The battle of Mission Bay is heating up. Plans for a $200 million housing and retail project which promises to rejuvenate an appealing Auckland seaside suburb are shaking the comfort of some property owners stunned to discover the scale of the development, and particularly its height. At a shade over 28m at its highest point — the corner of Tāmaki Drive and Patteson Ave — the design stretches beyond the permitted limits of its Unitary Plan zone.
It is of course not the first development to push the envelope in terms of what is allowed and what is sought, and no doubt a consent hearing will provide an answer to the tension inherent in the plan. It would be desirable get some better guidelines around these issues because it is senseless for developers and neighbourhoods to get locked into costly disputes where the only winners can be lawyers.

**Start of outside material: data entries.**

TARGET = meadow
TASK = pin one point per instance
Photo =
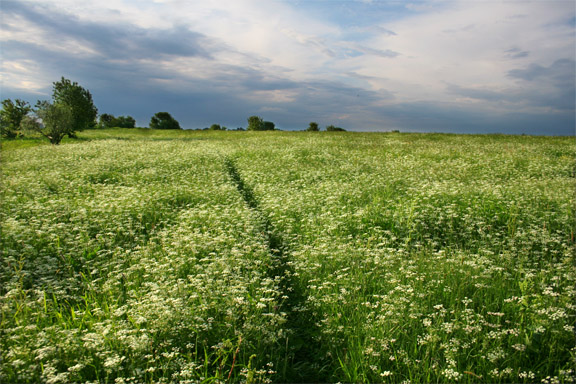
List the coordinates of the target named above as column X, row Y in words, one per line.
column 135, row 255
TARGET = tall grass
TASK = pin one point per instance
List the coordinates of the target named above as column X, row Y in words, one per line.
column 150, row 256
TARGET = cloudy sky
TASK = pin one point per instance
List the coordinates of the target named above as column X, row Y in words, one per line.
column 445, row 66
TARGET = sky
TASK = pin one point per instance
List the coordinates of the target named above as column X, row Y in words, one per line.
column 467, row 66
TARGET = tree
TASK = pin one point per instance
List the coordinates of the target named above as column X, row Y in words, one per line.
column 313, row 127
column 331, row 128
column 106, row 120
column 110, row 121
column 163, row 120
column 79, row 100
column 54, row 121
column 125, row 122
column 268, row 126
column 11, row 116
column 255, row 123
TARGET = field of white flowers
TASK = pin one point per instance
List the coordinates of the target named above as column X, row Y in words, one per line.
column 142, row 256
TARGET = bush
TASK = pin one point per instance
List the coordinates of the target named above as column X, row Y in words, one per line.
column 313, row 127
column 163, row 120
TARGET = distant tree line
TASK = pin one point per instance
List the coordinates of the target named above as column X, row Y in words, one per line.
column 72, row 109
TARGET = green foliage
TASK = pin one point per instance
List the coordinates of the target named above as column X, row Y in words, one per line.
column 255, row 123
column 268, row 126
column 331, row 128
column 313, row 127
column 163, row 120
column 217, row 127
column 110, row 121
column 364, row 258
column 11, row 116
column 56, row 121
column 79, row 100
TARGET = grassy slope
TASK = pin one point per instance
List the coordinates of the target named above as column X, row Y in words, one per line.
column 321, row 257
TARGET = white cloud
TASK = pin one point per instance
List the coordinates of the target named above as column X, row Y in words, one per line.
column 283, row 56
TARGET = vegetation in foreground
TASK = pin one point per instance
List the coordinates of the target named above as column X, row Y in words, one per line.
column 161, row 256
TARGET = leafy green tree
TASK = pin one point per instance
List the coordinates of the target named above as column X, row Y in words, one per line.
column 313, row 127
column 79, row 100
column 268, row 126
column 106, row 120
column 110, row 121
column 54, row 121
column 125, row 122
column 255, row 123
column 11, row 116
column 163, row 120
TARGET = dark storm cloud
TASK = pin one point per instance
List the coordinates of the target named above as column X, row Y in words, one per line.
column 112, row 41
column 556, row 83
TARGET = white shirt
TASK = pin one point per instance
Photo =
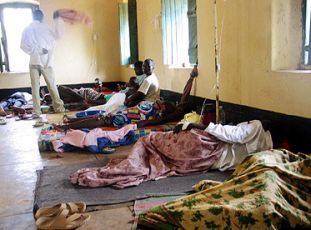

The standoff in Mission Bay reflects what is happening across Auckland. The city is going up, and space and views are being shaded, squeezed and in some cases lost. It is a price of growth, and a response reached after a long and democratic process. But it need not be growth at any price, and communities should have a reasonable expectation that what they have come to enjoy cannot simply be snatched away without satisfying some broader objectives.
A panel which reviewed the Mission Bay project concluded that if was going up beyond what the rules permitted, then its design needed to be exemplary. That may be the hurdle to be jumped — to be granted special privileges, it needs to look very good indeed.